HKCEC, Hkcec

Audio File length: 2.36
English / USA Language: English / USA


Hi, my name’s Marcy, and I’m your personal guide. Along with MyWoWo, I’d like to welcome you to one of the Wonders of the World: the Hong Kong Convention and Exhibition Center, which each year welcomes several million visitors.

If you stop along the Tsim Sha Tsui Promenade in Kowloon to admire the view of Hong Kong Island, there’s a highly unusual building that’s bound to catch your eye: the Convention and Exhibition Center, spectacular by day and surprisingly beautiful at night thanks to the colorful neon lights.

This is a venue of international importance for trade fairs, exhibitions, conventions, meetings and fashion shows. It hosts so many events that since it opened in 1988, it has required major work to expand the facility on two occasions, and now measures in excess of an impressive 92,000 square meters.
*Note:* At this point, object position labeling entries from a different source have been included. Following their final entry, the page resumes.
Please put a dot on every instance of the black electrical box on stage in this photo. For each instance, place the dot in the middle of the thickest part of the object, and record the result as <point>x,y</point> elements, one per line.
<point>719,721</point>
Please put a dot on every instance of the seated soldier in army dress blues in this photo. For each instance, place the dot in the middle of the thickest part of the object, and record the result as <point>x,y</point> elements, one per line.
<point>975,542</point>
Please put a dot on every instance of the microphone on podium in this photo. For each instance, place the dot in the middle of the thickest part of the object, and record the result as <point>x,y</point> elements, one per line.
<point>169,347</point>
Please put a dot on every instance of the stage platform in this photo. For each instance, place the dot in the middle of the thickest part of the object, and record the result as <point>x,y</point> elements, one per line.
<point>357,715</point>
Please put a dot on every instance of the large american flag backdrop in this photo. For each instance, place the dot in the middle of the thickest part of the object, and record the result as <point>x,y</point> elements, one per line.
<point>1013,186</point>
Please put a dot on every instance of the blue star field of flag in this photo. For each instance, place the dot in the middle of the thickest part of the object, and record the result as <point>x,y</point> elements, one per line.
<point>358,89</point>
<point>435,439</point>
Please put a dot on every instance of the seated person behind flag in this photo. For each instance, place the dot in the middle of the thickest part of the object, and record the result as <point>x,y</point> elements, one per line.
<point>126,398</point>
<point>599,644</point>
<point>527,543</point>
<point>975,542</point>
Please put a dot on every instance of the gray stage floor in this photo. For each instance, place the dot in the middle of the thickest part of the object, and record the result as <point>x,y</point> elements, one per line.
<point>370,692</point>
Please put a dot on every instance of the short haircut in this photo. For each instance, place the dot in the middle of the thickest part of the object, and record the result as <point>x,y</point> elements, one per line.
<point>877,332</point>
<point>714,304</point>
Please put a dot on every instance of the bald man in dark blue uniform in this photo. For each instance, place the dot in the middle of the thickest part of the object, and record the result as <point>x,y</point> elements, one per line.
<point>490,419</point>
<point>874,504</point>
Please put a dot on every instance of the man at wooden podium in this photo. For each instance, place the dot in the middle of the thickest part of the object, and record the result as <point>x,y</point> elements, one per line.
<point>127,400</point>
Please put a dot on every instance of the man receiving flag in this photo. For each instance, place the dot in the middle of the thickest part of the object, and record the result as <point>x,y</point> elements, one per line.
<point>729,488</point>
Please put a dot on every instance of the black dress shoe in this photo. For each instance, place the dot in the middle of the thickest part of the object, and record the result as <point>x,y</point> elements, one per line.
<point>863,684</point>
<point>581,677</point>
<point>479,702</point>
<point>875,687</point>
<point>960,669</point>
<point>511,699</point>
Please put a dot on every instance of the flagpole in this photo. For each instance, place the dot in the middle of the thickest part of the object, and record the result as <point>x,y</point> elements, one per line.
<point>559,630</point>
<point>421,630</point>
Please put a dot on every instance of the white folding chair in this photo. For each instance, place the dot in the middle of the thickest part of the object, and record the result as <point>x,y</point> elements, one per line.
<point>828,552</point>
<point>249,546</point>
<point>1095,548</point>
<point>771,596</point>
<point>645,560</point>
From the outside, the central structure is especially striking as it is entirely covered in glass and aluminum and has a roof designed to represent the wings of a seagull taking flight. From above, it resembles a spaceship and in reality, it’s almost as technological and futuristic as one.

There are six large exhibition halls inside as well as two large areas for organizing meetings and banquets, two theaters, 52 meeting rooms and seven restaurants.
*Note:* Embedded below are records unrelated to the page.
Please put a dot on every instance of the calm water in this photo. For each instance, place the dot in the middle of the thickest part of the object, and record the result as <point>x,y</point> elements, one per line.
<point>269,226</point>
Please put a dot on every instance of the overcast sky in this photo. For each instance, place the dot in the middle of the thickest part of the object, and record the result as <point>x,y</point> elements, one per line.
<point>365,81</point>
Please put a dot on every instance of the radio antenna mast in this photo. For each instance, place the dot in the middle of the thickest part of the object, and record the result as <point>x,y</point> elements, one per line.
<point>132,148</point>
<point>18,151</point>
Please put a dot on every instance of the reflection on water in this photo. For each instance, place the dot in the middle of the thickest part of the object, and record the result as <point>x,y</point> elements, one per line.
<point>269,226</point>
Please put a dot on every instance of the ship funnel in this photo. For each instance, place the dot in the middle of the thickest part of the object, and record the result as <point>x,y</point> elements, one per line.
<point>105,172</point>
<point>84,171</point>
The Convention Center also hosts many music concerts, including shows by world-famous artists such as Blur and Michael Bublé.
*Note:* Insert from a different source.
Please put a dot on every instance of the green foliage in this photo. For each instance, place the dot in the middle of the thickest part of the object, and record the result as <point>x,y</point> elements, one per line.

I recommend a visit to this incredible venue; if you’re lucky, you might even find an interesting exhibition.

In front of the complex, on the bay side, is the Expo Promenade, renamed Golden Bauhinia Square in 1997, the year that the Convention Center hosted the ceremony when Hong Kong ceased being a British colony and became a part of China again. It’s easy to see where the name came from: in the center of the square, you can’t miss the six-meter-high gilded statue of Hong Kong’s symbolic flower.

 

Let me leave you with an interesting fact: the bauhinia is the white flower featured in the center of Hong Kong’s flag, which is the same shade of red as the Chinese flag. Inside each petal is a star, adding up to five, just like the 5 stars on the flag of the mother nation.